Sambil memegang bahuku dengan kuat bapak memandang jauh kedalam mataku.
"Aku selalu berdo'a," dia menyatakan, "agar engkaupun menjadi seorang patriot dan pahlawan besar dari rakyatnya. Semoga engkau menjadi Karna yang kedua."
Nama Karna dan Karno sama saja. Dalam bahasa Jawa huruf "A" mendjadi "O". Awalan "Su" pada kebanyakan nama kami berarti 'baik', 'paling baik.' Jadi Sukarno berarti pahlawan yang paling baik. Karena itulah maka Sukarno menjadi namaku yang sebenarnya dan satu‐satunya. Sekali ada seorang wartawan goblok yang menulis, bahwa nama awalku adalah Ahmad.**) Sungguh menggelikan. Namaku hanya Sukarno saja. Memang dalam masyarakat kami tidak luar biasa untuk memakai satu nama saja. Waktu di sekolah tanda tanganku dieja Soekarno —menurut ejaan Belanda (Ejaan van Ophuijsen). Setelah Indonesia merdeka aku memerintahkan supaya segala ejaan "OE" kembali ke "U". Edjaan dari perkataan Soekarno sekarang menjadi Sukarno. Akan tetapi, tidak mudah untuk merubah tanda tangan setelah berumur 50 tahun jadi kalau aku sendiri menulis tanda tanganku, aku masih menulis S‐O‐E.

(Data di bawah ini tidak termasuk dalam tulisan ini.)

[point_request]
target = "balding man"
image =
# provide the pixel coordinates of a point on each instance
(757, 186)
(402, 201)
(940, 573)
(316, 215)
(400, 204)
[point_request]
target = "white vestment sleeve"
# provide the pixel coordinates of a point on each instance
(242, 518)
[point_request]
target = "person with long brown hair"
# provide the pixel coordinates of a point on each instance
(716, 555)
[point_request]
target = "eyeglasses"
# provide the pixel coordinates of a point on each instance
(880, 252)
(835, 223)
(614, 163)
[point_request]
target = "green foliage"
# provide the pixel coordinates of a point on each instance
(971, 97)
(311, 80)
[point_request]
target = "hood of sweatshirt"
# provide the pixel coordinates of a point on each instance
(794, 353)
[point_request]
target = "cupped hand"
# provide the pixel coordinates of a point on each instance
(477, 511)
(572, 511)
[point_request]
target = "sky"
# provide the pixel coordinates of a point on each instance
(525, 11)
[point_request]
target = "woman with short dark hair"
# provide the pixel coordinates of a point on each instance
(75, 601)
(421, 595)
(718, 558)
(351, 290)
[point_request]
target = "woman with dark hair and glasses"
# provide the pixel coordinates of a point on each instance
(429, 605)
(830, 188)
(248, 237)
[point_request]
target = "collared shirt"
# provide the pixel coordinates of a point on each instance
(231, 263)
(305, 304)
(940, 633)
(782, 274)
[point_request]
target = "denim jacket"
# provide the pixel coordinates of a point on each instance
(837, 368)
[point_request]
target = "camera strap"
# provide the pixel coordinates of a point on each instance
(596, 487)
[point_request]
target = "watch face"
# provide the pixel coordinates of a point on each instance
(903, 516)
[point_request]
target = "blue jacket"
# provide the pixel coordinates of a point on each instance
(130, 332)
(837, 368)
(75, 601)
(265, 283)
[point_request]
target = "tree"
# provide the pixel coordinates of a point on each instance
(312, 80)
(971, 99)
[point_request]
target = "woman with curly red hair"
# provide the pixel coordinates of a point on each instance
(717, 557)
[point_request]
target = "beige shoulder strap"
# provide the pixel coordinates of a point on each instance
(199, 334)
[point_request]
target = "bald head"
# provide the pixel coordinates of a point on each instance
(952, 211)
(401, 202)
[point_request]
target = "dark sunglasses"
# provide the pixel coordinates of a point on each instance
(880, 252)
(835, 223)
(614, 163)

*) Dalam tradisi Jawa, pergantian nama anak biasa dilakukan oleh orangtuanya terutama pada anak yang sering sakit karena dipandang tidak kuat menyandang nama.

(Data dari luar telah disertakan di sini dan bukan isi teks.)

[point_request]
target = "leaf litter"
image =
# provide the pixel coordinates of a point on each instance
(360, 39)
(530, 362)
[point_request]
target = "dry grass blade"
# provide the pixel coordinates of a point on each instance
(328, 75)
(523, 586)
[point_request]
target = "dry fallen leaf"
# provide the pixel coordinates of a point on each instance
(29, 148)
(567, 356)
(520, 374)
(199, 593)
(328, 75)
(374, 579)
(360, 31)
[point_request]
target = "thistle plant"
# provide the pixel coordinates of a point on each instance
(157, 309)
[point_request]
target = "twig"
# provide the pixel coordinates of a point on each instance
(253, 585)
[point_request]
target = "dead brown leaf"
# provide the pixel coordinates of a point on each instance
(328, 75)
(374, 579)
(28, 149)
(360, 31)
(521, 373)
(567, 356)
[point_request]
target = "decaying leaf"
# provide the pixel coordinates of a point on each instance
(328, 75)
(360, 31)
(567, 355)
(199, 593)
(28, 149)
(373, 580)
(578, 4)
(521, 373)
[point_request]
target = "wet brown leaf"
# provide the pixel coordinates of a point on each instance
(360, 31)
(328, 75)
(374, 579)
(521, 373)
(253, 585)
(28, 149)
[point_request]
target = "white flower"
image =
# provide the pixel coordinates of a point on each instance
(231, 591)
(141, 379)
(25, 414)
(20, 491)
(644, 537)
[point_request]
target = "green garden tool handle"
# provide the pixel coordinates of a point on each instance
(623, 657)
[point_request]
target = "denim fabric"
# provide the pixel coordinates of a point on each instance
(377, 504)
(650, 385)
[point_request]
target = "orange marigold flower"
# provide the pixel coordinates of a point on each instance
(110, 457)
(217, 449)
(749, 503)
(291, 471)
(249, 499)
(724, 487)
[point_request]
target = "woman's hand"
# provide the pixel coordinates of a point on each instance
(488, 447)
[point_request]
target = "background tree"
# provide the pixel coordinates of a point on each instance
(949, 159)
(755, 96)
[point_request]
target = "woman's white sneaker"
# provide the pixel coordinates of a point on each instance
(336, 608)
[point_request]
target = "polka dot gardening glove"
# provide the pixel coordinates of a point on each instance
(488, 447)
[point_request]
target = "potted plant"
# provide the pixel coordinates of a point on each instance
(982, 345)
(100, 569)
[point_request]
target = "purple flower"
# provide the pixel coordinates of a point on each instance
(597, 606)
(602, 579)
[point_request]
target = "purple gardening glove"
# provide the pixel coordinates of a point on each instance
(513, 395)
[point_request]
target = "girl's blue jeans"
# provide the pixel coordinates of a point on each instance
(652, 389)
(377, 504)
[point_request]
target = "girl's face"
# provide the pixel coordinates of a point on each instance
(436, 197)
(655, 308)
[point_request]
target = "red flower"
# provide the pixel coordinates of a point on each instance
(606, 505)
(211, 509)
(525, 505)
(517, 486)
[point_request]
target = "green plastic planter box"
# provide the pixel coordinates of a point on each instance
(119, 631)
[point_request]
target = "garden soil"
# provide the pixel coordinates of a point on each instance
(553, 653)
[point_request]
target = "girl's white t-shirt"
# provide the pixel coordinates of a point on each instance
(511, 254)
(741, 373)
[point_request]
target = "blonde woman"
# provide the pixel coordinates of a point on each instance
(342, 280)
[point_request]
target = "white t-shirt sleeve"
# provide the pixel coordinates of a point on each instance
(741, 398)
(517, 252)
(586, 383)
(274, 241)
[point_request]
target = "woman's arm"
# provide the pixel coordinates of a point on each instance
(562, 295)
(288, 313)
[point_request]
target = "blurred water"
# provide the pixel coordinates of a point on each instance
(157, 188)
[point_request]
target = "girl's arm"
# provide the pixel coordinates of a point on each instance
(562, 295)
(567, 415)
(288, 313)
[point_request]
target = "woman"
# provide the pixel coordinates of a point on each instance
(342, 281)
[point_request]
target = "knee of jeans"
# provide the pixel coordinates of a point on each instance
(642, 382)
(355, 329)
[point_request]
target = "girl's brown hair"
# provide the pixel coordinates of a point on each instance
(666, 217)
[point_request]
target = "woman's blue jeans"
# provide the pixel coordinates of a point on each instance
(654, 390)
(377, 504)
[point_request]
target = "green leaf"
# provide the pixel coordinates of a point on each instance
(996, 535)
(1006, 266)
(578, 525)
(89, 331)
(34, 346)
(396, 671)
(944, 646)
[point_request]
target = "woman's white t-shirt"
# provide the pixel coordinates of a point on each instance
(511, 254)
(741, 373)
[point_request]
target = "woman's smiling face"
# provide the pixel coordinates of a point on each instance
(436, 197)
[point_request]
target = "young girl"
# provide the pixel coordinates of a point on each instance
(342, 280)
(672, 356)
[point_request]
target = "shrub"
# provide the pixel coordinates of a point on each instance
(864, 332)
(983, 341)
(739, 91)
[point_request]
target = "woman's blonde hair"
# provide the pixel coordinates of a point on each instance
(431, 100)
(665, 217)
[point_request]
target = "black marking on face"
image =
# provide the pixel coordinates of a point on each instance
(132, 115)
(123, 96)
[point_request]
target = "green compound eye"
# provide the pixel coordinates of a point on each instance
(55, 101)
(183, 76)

**)Menurut Wikipedia, hal ini terjadi karena ketika
Soekarno pertama kali berkunjung ke Amerika Serikat, sejumlah wartawan
bertanya-tanya, "Siapa nama kecil Soekarno?" karena mereka tidak mengerti
kebiasaan sebagian masyarakat di Indonesia yang hanya menggunakan satu
nama saja atau tidak memiliki nama keluarga. Entah bagaimana, seseorang
lalu menambahkan nama Achmed di depan nama Soekarno.